Pension Sharing
Family, Matrimonial and Civil Partnerships

by Zoe Minton Partner


Recent research by mutual insurer Royal London indicates that divorcing women lag behind their married counterparts when it comes to pension and property wealth. Royal London is encouraging those going through a divorce to ensure that they properly consider the importance of the pension as an asset and give it the same attention as other significant assets such as the family home.

At Shentons, we regularly assist our clients on the financial elements of a divorce and frequently this means we advise on pension entitlement.

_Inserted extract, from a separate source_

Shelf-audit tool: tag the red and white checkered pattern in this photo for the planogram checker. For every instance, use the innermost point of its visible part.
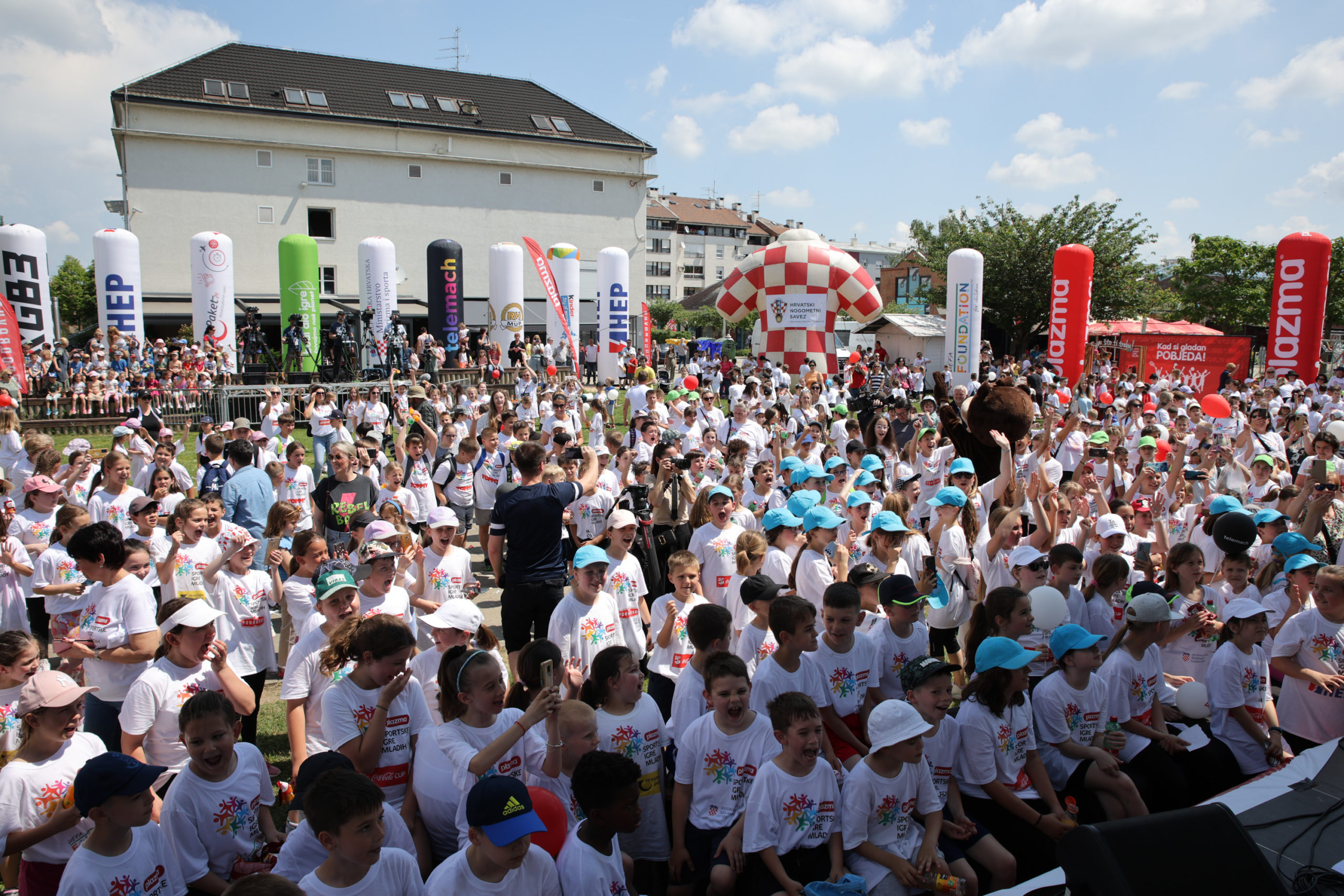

Pensions are regularly the most valuable matrimonial asset after the family home and so it is vital that this asset is properly considered in the course of any divorce. Many clients come to us and advise that they have reached an agreement with their spouse that they will keep their own pensions or that one party has agreed not to make any claim against their spouses’ pension. It is crucial that the client understands the significance of that decision. A younger couple for example, may not consider the importance of that potential income at retirement age or a spouse may not properly consider the exact value to them of the asset they are potentially ignoring.

Pensions can be confusing. Many different schemes have different rules and the specific methods for accurately valuing a pension can be very complicated. This may explain why many people are seemingly willing to forgo examining pensions in any great detail, even if that means potential financial loss to them.

It can be necessary to consider instructing an expert (Actuary) to value the pension. Clients will need to consider what they want to achieve by any potential Pension Sharing Order in the divorce – do they want to have an equal pension fund value with their spouse now or do they want to ensure that each party will have equal income on retirement? An actuary can be instructed to crunch those numbers and advise how best to “share” the pension to achieve that aim. The cost of obtaining the report can be shared between the parties and often they are invaluable to helping the parties consider how best to deal with the pension asset. Our advice remains to consider all assets properly and thoroughly on divorce to help achieve fairness for both parties.